I rarely blog on weight loss because obsession with a number on the scale or clothing size is unhealthy, and a goal of shedding pounds is not as effective in changing eating habits as a focus on fitness and health. However, many of you still struggle with whether or not to diet and may need a bit more convincing that diets really don’t work long term.

Toward that end, I was delighted to read Jane Brody’s, “Why Even the Most Resolute Dieters Fail” (Sarasota Herald-Tribune, 9/27/11) which explains what goes wrong with diets and how to shed pounds that stay shed. Here’s her summary of research on the highly complex subject of weight loss as published in The Lancet. She observes that "…lasting weight loss takes a long time to achieve“ and “gradual weight loss is nearly always more effective because it allows the new eating and exercise habits to become a lasting lifestyle.” So, for those of you who are frustrated and impatient to see results, be glad they’re happening slowly. That means that change is more likely to be permanent.

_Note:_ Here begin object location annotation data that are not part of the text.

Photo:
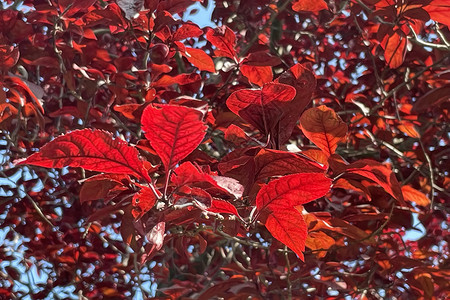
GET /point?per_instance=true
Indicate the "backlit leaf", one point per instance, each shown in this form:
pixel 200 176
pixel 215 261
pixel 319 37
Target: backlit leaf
pixel 200 59
pixel 143 201
pixel 262 108
pixel 258 75
pixel 223 207
pixel 289 227
pixel 292 190
pixel 394 49
pixel 413 195
pixel 309 5
pixel 323 127
pixel 319 240
pixel 224 39
pixel 432 99
pixel 439 10
pixel 102 186
pixel 277 163
pixel 173 131
pixel 304 82
pixel 378 173
pixel 93 150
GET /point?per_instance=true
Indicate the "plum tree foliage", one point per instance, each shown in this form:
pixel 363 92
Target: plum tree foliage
pixel 297 149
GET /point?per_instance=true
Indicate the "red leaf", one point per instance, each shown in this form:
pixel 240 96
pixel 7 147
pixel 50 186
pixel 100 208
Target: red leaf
pixel 71 7
pixel 200 59
pixel 432 99
pixel 262 108
pixel 262 58
pixel 156 235
pixel 130 7
pixel 143 201
pixel 181 79
pixel 173 131
pixel 378 173
pixel 394 49
pixel 413 195
pixel 256 74
pixel 292 190
pixel 187 30
pixel 223 207
pixel 102 186
pixel 439 10
pixel 9 56
pixel 289 227
pixel 309 5
pixel 93 150
pixel 323 127
pixel 224 40
pixel 235 135
pixel 304 82
pixel 271 163
pixel 189 175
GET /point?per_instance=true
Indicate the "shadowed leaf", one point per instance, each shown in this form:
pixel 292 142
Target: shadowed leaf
pixel 324 128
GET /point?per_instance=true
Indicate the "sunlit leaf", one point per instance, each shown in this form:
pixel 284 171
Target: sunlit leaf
pixel 289 227
pixel 292 190
pixel 93 150
pixel 173 131
pixel 413 195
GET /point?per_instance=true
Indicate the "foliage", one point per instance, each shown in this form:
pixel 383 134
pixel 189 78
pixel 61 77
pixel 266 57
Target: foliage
pixel 284 153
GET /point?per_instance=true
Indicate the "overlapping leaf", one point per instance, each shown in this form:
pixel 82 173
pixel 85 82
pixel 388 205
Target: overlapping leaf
pixel 262 108
pixel 200 59
pixel 292 190
pixel 439 11
pixel 378 173
pixel 323 127
pixel 173 131
pixel 93 150
pixel 224 39
pixel 143 201
pixel 304 82
pixel 277 163
pixel 289 227
pixel 394 46
pixel 309 5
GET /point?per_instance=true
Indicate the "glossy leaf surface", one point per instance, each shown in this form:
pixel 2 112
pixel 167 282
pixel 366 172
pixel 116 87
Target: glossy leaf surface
pixel 93 150
pixel 173 131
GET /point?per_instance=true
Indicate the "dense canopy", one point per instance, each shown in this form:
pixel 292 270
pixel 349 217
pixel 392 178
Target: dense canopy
pixel 292 149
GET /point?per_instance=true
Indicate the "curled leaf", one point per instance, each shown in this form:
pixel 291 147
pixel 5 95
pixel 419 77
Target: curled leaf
pixel 173 131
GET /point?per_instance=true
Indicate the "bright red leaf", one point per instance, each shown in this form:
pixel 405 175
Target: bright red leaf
pixel 93 150
pixel 223 207
pixel 292 190
pixel 262 108
pixel 258 75
pixel 224 39
pixel 277 163
pixel 303 80
pixel 394 46
pixel 288 226
pixel 378 173
pixel 143 201
pixel 309 5
pixel 200 59
pixel 439 11
pixel 173 131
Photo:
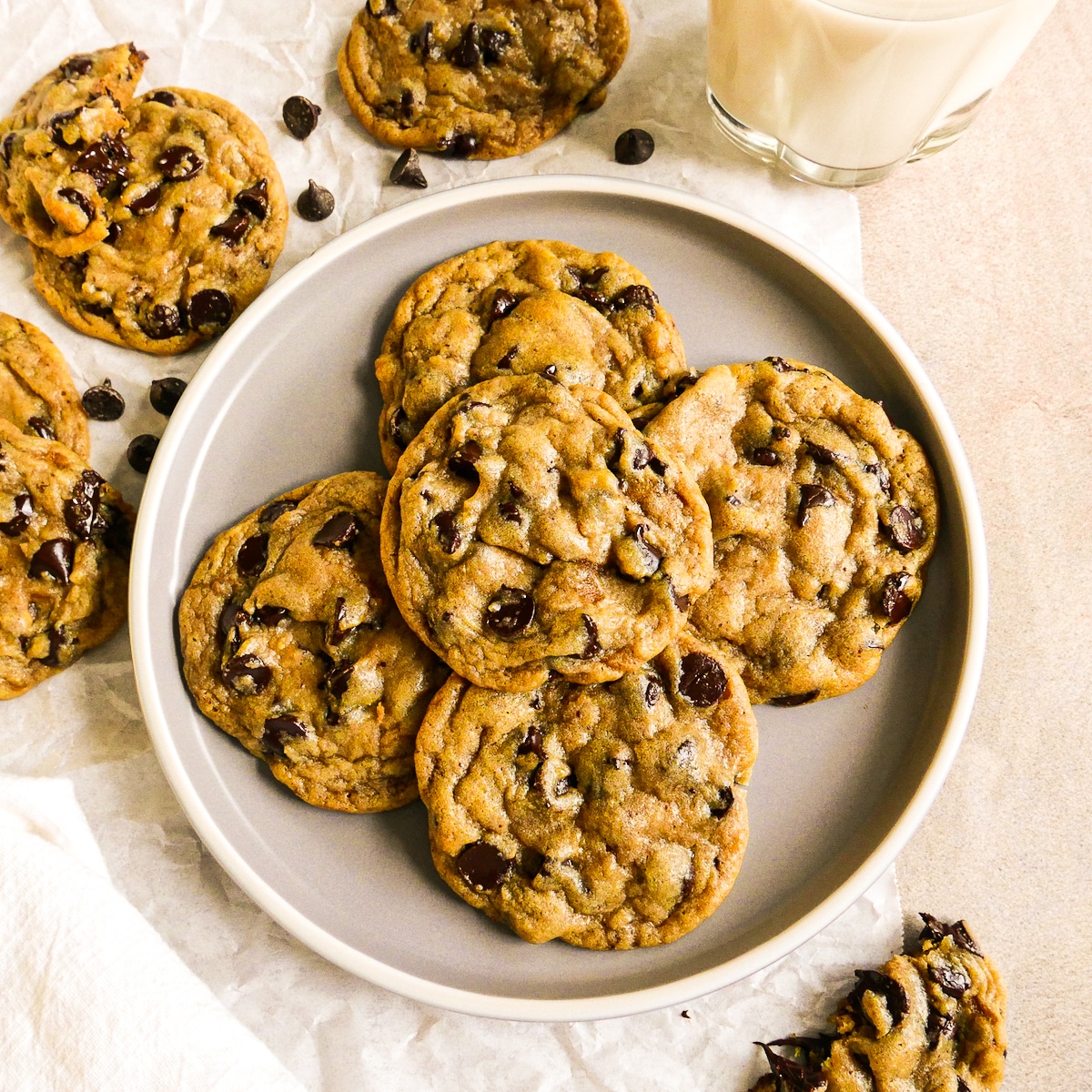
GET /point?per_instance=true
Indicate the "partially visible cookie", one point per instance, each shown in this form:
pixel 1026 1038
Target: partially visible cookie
pixel 824 516
pixel 292 643
pixel 54 146
pixel 480 79
pixel 933 1020
pixel 197 223
pixel 610 816
pixel 532 529
pixel 65 539
pixel 36 388
pixel 516 308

Brody adds that “…the same increase in calories will result in more pounds gained by a heavier person than by a lean one—and a greater proportion of the weight gained by the heavier person will be body fat. This happens because lean tissue (muscles, bones and organs) uses more calories than the same weight of fat.” As you can see, you’re not crazy when you notice that you may eat the same amount—or less—than leaner people but still struggle with weight. Metabolisms differ.

For those of you who’ve spent a lifetime dieting and regaining weight, it’s not your fault. Explains Brody: “…typical weight-loss programs result in significant losses over a period of six to eight months, followed by a gradual weight regain in the years that follow.” Too bad diet plans and programs don’t tell you this long-known fact. Now that you do know the outcome, it’s time to banish all thoughts of dieting. Brody goes on to describe why you reach a weight plateau: “…heavier people burn more calories in an equivalent amount of exercise [than lean people], but as their weight drops, the number of calories used in exercise does too.” Remember this fact when you reach a plateau and significant weight loss slows or comes to a halt. Don’t stop practicing positive eating behaviors and exercise because you’re frustrated and expect pounds to drop at the same rate as before. Now you know that even through practicing “normal” eating behaviors and exercise, weight loss gradually slows down. The key to success is to continue them anyway because you’re moving in the right direction which eventually will bring you to reaching your goals. There is no more effective alternative!